Он медленно и осторожно перевернулся на бок и с неудовольствием присел на кровать. Окинув каюту взглядом, Неман вздохнул. Пираты хорошенько постарались, наведя здесь беспорядок, который, видимо, кто-то постарался устранить. Голова болела, болело плечо. Неман осторожно повернул голову, стараясь осмотреть его, но только с удивлением обнаружил наложенную повязку на место ранения, теперь сильно саднившее. Телу вдруг стало прохладно, и Неман поежился. Проведя руками по коже, контрабандист с удивлением обнаружил, что он сидит нагой. Медленно встав, борясь с собственным телом, Неман добрался до своей одежды в шкафу, тоже лежащей как попало. Передвигался он с трудом: его шатало, ватные ноги подкашивались; но тишина заставляла капитана корабля действовать.
Им внезапно овладела мысль, от которой внутри похолодело. Часы показывали двадцать часов. Контрабандист направился в рубку, тяжело ступая по металлическому полу корабля. Каждый шаг отдавался тяжелым и глухим стуком в царившей вокруг тишине. Заглянув в рубку, Неман расслабленно вздохнул — гибискус стоял на месте, и с ним, как казалось отсюда, ничего не случилось — его земля была разрыхлена, а следов ее осушения не наблюдалось. Контрабандист направился к шкафу и вздохнул еще раз — все ампулы стояли на месте. Он мысленно поблагодарил Таркелью или же Игоря за то, что они не дали ему умереть. Но отсутствие ребят на корабле, а точнее шума от их жизнедеятельности на «Путнике», настораживало. Неман проверил спрятанный артефакт — тот лежал на месте. Достав из-под панели запасной пистолет, контрабандист отправился в путешествие к шлюзу.
— Васко, — полушепотом спросил он, пораженный тишиной.
— Слушаю, — тут же отозвался голос.
— Где Таркелья Оолк и Игорь Нэ?
— Вышли двадцать две минуты, сорок пять секунд назад, капитан.

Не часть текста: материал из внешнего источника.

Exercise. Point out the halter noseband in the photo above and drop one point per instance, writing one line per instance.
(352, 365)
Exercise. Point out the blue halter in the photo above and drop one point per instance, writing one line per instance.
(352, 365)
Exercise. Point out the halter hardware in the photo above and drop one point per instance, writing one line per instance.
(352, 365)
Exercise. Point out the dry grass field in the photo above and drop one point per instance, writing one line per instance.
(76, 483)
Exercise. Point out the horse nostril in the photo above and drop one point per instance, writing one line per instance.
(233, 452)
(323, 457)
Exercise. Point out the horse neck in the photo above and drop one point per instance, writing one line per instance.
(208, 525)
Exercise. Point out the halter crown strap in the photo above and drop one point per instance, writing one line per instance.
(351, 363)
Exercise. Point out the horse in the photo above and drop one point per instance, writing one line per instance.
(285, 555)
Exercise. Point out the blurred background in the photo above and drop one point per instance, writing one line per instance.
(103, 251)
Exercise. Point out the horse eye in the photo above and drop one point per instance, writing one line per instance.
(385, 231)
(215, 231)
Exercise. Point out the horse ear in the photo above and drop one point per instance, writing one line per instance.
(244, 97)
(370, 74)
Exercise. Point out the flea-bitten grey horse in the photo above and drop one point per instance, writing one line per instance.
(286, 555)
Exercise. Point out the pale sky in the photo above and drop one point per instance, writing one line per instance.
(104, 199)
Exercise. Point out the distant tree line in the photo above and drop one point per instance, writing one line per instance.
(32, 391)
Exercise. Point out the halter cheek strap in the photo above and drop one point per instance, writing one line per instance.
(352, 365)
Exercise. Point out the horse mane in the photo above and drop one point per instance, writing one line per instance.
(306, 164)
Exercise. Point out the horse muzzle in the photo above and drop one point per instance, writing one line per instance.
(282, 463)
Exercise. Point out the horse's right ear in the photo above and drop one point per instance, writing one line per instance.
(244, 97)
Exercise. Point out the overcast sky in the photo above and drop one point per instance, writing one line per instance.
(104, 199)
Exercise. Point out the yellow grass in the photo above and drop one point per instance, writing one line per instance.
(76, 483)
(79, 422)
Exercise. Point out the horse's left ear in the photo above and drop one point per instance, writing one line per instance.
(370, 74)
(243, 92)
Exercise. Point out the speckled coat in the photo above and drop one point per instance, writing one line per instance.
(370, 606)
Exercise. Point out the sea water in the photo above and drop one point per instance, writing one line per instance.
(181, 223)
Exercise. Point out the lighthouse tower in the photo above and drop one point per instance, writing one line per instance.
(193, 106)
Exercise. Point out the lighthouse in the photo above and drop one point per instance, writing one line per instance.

— Информация об их местонахождении.
— Выход производился без скафандров с маячками, поэтому ответ не может быть сформулирован.
— Состав атмосферы.
— Очень похож на Земной. Мы все еще на Лагуне, капитан.
— Лагуне?
— Так мисс Оолк и мистер Нэ называли планету.
Неман медленно побрел к шлюзу, проверив еще раз свой пистолет. Ноги слушались плохо, поэтому приходилось ступать осторожно, чтобы не запутаться в них. Как и следовало ожидать, каюты и кухня пустовали. На кухне царил бардак, тогда как каюты экипажа выглядели много опрятнее.
Внутренняя дверь шлюза была закрыта, зато внешняя распахнута настежь, пропуская в переходное помещение корабля снопы мягкого дневного света. Неман выругался про себя за ту беспечность и легкомыслие, с которыми эти двое вышли погулять. Он быстро зашел в шлюз и сразу же закрыл за собой дверь, вдыхая полной грудью приятный воздух Лагуны, явно чем-то, но неуловимо, отличающийся от земного.